RP is swimming through paper.
I saw Murnau’s Sunrise (1927) which was shown at The Triple Door along with original music performed live by The Album Leaf. It was fabulous. The movie itself is worth seeing, although it expresses a rather different dramatic sensibility than we are used to in this day and age. Most people are used to seeing silent comedies, but I have enjoyed the serious and/or melodramatic silent films I have seen lately. I flatter myself that I have some affinities and understanding of the 19th-century melodramatic imagination and can make that aesthetic leap.
I was worried that the music would detract rather than add to the experience, but I was wrong. I’m a fan of The Album Leaf, but I thought that the music would be a distraction. Occasionally it was, but mainly not. In the main it resisted mimetic touches, but the few that were in it (stylized evocations of a character whistling, a gypsy band, and a violent storm) were haunting.
Next up: the San Francisco Silent Film Festival.
Jun 19, 2008, 08:57AM PDT | 4 cheers | 0 comments
RP is swimming through paper.
I grew up in a town with a large historic theater (now entirely renovated) and, more importantly, an enormously souped up Wurlitzer theater organ, complete with light show. I’ve seen several movies there, some with live music on the theater organ.
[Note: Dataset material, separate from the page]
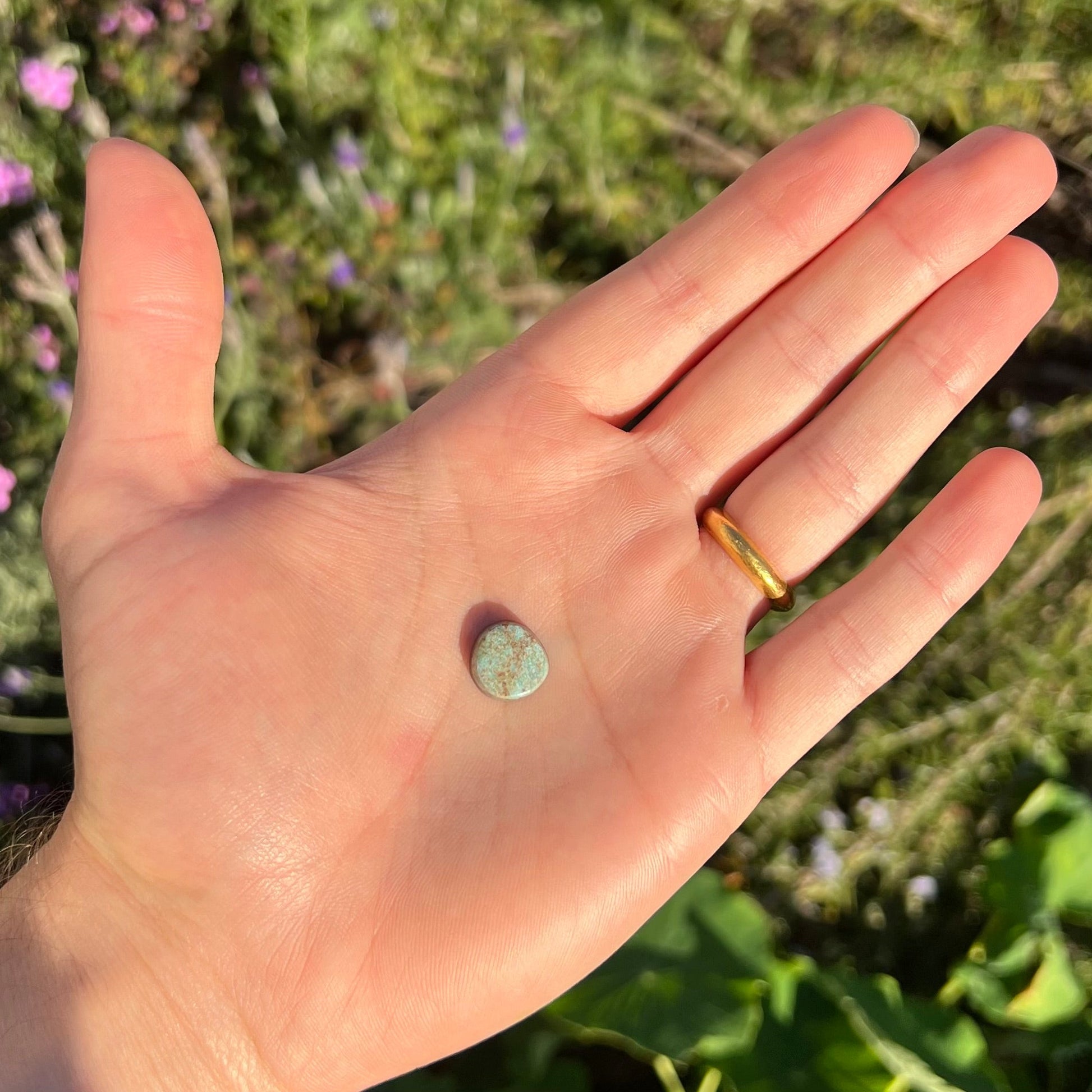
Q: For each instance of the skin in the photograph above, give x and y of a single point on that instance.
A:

A couple of years ago I saw a screening of Harold Lloyd’s Speedy with a new score by The Alloy Orchestra at the North Carolina Museum of Art. At the National Gallery I saw several silent films shown in conjunction with the Dada exhibit, which was there at the time. They weren’t all Dada films, but were all contemporaneous. They included the original 1919 Abel Gance’s J’accuse (he did a remake in, I believe, 1937) which was powerful, melodramatic and strange. I also saw a triple bill that had René Clair’s first film Paris qui dort, the classic René Clair/Man Ray/Jean Cocteau collaboration Entr’acte and a strange American film called There it is. The first was accompanied by the solo pianist, Martin Marks, playing from a reconstructed score used at the film’s premiére by an anonymous pianist. The second had a score by Milhaud performed by piano four hands and the third had an original score by the Aardet, a subset of the Boston-based Aardvark Orchestra.
Good stuff.
Tomorrow I am seeing The General with live music. I’ve actually seen this movie with live music before, but it is worth doing again.